5/6/2012 Tiki SHopping in Hana Vave
Our second day in town our goal was to be invited in to see either the work of a traditional carver or to see the women making Tapa cloth. So armed with my Marquesan hello "ka OH ha" we set off into town. We stopped again at the community store and eventually hit on the magic word: Tiki. Soon we were following a smiling man along a winding lane not quite sure what were would find. Evidently we were at the right place at the right time because we ended up at the Chiefs home where she employs three men (all relatives) to work full time in her carving shed. They carve traditional figures out of native hardwoods. We spent probably forty five minutes there though we didn't buy anything. The men were eager to talk and even more eager to show off their beautifully sculpted objects.
There were definitely beautiful tiki's but they also began pulling out carved manta rays, turtles, traditional masks, bowls, platters, ceremonial paddles and war clubs from first a trunk and then fro all over their home. One carver was working on a sort of free form three dimensional piece: a flowing wood seascape with a separate manta ray. WOW.
After leaving them we were met along the lane by another family. They had carvings, jewelry and dried bananas for sale. We bought bananas but passed on the art and headed farther into town. Next came a woman just out it seemed for a stroll and trying to act uninterested but as we closed in she smiled at our "ka OH ha" and then said shyly, Tiki? We'd been found out. The whole island seemed to open for us. Every carver, tapa cloth maker, jewelry maker, carvers momma and tapa grandma was happy to show us to their work shed.

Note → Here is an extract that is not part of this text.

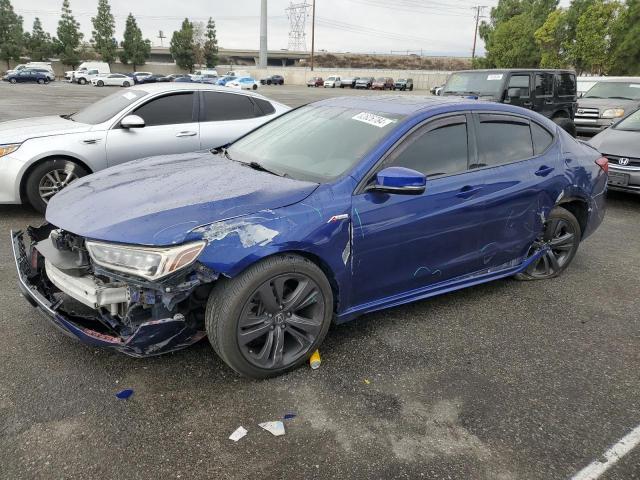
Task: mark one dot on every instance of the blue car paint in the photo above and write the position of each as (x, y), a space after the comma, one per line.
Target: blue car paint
(378, 250)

The people here work all year making their art and then once a year it is loaded up on a ship and sent to the Expo in Papeete, Tahiti for sale to collectors and importers from all over the world. They ship dried bananas by the gross, tons of carvings and stack after stack of Tapa cloth. Other than the one small store which must only employ a worker or two the local arts are the only game in town. Carving, making tapa, offering traditional dinners to visitors, fishing and Noni plantation workers (Noni is a plant cultivated for it's medicinal properties) are the only income producers for the entire island. Accordingly nearly every household has a carving shed or a place where the women pound out the Tapa cloth from the bark of three local trees. We followed brothers, mothers and cousins up and down almost every little lane in town and no one seemed bothered by our one noun one verb conversations. Eventually we bought a carved turtle and a rosewood mask and later a serving tray. We made friends everywhere we went and every families was welcoming regardless of whether or not we decided to buy something. Definitely a great way to kick start our South Pacific adventure. Thanks Fatu Hiva.